To understand both the cultural evolution and the environmental changes and their interdependence properly, the oasis has to be studied in great local detail, as well as in a much wider context of northeastern Africa. The general trends, both cultural and natural, throughout the Sahara, and Nile Valley and the eastern and central Sahara as well as locally in the oasis itself must be understood to place the Dakhleh Oasis in its proper setting. Because the Dakhleh Oasis is both an isolated unit and a microcosm of much wider trends, the study is important. No such large oasis area of the eastern Sahara has yet been so broadly examined and in such great detail. What occurs in the Dakhleh Oasis, will in all probability also occur in other places, with local variations. For example, because of human interference and natural destruction, early adaptation in the Nile Valley is imperfectly understood. The Dakhleh Oasis is isolated but not too distant from the Nile, is subject to many of the same but a much less complex group of influences, and the DOP will be able to shed light on such a problem area.

Through an understanding of the cultural development in the oasis, and in the variety of ways people have had to adapt and accomodate themselves to their changing world, and also how they have influenced or created change in their world, it should become easier to understand the present-day problems of life in an hyper-arid environment, with fertile soils but with a finite water supply. Past solutions and mistakes and results can often better inform mankind. This in turn will inform development agencies for future planning and programs in such regions.
general view of Qasr

The Dakhleh Oasis lies some 800 km SSE of Cairo, surrounded by the wastes of the eastern Sahara, centered at 25o 30'N and 29o 07'E. The oasis is some 80 km west to east and 25 km maximum wide. The population (in 2002) is about 75,000. The local economy is based in agriculture, and there are no known mineral or other viable resources. The capital is at Mut, which has been the main town since at least the Eighteenth Dynasty, about 1,500 BCE. Before then, the site of 'Ain Asil at Balat in eastern Dakhleh had been the seat of the government, since 2,500 BCE, and before that the less settled Neolithic and earlier populations inhabited the area. The Dakhleh Oasis has had a continuity of settlement for about the last 8,000 years but only since 2,500 BCE has it been politically tied to the Nile region. Climatic trends and events that can be discerned in most of the eastern Sahara are also seen at Dakhleh.

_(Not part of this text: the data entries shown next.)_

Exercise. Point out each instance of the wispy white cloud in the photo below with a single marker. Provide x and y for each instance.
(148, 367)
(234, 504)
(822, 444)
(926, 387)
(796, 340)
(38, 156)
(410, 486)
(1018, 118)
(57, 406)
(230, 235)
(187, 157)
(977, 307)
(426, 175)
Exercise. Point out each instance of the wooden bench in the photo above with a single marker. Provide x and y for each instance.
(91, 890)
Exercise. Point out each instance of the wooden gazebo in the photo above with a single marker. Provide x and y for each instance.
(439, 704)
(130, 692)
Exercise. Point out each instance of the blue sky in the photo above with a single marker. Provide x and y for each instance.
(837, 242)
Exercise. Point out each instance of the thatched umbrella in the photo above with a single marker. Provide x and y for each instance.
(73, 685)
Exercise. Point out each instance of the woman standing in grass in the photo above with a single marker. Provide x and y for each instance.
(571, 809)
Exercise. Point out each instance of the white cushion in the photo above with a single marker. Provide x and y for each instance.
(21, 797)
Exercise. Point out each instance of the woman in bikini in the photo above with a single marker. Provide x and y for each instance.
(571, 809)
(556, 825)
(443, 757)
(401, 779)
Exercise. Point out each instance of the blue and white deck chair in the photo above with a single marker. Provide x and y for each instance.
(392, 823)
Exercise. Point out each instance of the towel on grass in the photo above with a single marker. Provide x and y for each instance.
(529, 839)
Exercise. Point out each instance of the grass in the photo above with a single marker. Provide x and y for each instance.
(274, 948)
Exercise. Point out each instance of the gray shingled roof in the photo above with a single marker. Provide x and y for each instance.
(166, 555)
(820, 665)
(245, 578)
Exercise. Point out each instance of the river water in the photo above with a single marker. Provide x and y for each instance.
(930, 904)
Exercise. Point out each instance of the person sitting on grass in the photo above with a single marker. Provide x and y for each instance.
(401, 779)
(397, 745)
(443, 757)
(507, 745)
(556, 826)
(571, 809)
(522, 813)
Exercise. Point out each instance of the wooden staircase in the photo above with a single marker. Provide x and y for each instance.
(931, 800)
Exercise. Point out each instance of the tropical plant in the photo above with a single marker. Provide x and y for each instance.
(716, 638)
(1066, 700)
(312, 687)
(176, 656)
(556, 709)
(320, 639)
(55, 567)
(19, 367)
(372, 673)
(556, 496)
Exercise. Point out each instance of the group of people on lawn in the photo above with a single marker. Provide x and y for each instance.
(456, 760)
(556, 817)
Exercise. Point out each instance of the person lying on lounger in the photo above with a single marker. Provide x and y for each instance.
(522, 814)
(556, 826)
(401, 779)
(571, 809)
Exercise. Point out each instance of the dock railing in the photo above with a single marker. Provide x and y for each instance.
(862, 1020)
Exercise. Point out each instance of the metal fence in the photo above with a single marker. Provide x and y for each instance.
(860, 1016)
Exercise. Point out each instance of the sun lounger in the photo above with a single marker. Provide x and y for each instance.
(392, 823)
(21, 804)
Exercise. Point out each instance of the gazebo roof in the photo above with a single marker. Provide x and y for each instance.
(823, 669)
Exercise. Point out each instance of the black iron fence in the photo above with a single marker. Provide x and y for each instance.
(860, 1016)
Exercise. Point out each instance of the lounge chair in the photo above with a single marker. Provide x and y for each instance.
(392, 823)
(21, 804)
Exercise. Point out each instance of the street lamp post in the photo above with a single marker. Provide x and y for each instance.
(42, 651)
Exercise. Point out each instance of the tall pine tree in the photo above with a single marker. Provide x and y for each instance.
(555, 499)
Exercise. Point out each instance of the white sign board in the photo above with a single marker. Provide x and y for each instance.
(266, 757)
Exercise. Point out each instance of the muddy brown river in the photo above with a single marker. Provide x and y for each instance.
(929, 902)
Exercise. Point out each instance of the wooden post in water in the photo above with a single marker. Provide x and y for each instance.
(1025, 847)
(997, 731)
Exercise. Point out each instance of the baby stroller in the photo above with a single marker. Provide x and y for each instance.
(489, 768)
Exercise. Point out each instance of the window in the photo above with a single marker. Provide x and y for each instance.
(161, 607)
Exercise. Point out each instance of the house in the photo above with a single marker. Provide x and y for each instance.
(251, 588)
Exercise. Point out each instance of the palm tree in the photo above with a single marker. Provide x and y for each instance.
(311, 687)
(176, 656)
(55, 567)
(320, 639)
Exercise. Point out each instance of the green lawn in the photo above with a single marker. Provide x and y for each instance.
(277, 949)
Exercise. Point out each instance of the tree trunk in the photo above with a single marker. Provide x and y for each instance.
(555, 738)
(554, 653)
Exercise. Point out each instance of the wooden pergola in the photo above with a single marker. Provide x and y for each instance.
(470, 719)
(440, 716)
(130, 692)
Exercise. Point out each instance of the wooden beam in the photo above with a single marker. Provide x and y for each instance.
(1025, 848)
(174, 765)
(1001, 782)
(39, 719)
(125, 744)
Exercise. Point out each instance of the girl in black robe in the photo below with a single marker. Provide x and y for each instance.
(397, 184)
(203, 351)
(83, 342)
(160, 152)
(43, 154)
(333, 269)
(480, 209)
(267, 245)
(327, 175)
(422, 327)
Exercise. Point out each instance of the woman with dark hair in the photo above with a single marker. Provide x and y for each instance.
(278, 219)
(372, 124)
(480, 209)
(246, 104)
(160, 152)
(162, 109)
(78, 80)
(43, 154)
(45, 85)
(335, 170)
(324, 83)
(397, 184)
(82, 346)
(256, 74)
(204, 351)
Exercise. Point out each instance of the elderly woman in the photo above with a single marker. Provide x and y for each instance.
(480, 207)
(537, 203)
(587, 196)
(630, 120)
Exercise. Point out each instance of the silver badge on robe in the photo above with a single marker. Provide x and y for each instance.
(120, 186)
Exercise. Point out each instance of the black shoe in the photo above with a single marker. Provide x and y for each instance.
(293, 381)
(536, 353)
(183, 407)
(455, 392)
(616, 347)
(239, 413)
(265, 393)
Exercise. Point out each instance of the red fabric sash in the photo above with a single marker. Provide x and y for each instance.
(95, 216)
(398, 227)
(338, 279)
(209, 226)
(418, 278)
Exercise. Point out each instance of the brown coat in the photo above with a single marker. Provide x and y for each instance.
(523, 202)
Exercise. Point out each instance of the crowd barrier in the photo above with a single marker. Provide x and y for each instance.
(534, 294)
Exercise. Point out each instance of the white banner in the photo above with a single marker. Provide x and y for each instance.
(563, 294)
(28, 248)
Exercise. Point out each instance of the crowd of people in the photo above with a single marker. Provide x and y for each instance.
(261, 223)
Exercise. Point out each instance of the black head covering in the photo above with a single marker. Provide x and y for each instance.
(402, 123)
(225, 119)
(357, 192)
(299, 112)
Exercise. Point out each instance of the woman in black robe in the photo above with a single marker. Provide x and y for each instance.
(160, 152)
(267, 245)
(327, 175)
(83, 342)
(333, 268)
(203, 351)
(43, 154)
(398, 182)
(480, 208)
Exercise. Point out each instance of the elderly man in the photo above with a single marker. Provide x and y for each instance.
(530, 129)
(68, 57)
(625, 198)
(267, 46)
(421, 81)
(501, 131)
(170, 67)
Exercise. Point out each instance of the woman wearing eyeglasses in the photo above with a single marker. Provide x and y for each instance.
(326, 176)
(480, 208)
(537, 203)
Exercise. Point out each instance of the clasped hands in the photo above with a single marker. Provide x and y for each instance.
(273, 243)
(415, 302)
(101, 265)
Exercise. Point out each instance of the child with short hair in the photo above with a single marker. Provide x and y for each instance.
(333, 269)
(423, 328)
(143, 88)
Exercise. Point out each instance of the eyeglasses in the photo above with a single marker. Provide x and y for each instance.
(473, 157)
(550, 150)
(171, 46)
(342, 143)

The first European traveller to 'discover' the Dakhleh Oasis was Sir Archibald Edmonstone, in 1819. He was followed by several other early travellers, but it was not until 1908 that the first egyptologist, Herbert Winlock visited the oasis and noted its monuments in a systematic manner. Only in the 1950s was any real interest taken, first by Dr. Ahmed Fakhry, and in the late 1970s an expedition of the Institut Français d'Archéologie Orientale and the Dakhleh Oasis Project each began detailed studies in the oasis.

The Dakhleh Oasis Project has been conducting this wide study since 1978, supported by a number of universities and organizations. Among these have been Monash University, The University of Durham, the University of Toronto, Columbia University, The Royal Ontario Museum, the Society for the Study of Egyptian Antiquities, the American Research Centre in Egypt, the Egyptology Society of Victoria, The Dakhleh Trust, as well as the many institutions of the various participating scholars which support individuals. Support for the DOP is governmental, institutional, corporate and individual and is invited at all times.

The results of the DOP fieldwork are published as quickly as possible, in order that they enter the public domain without delay. The Bibliography of titles generated by the Project members is complete and is also found in this website. It will give the reader access to all our research and reporting.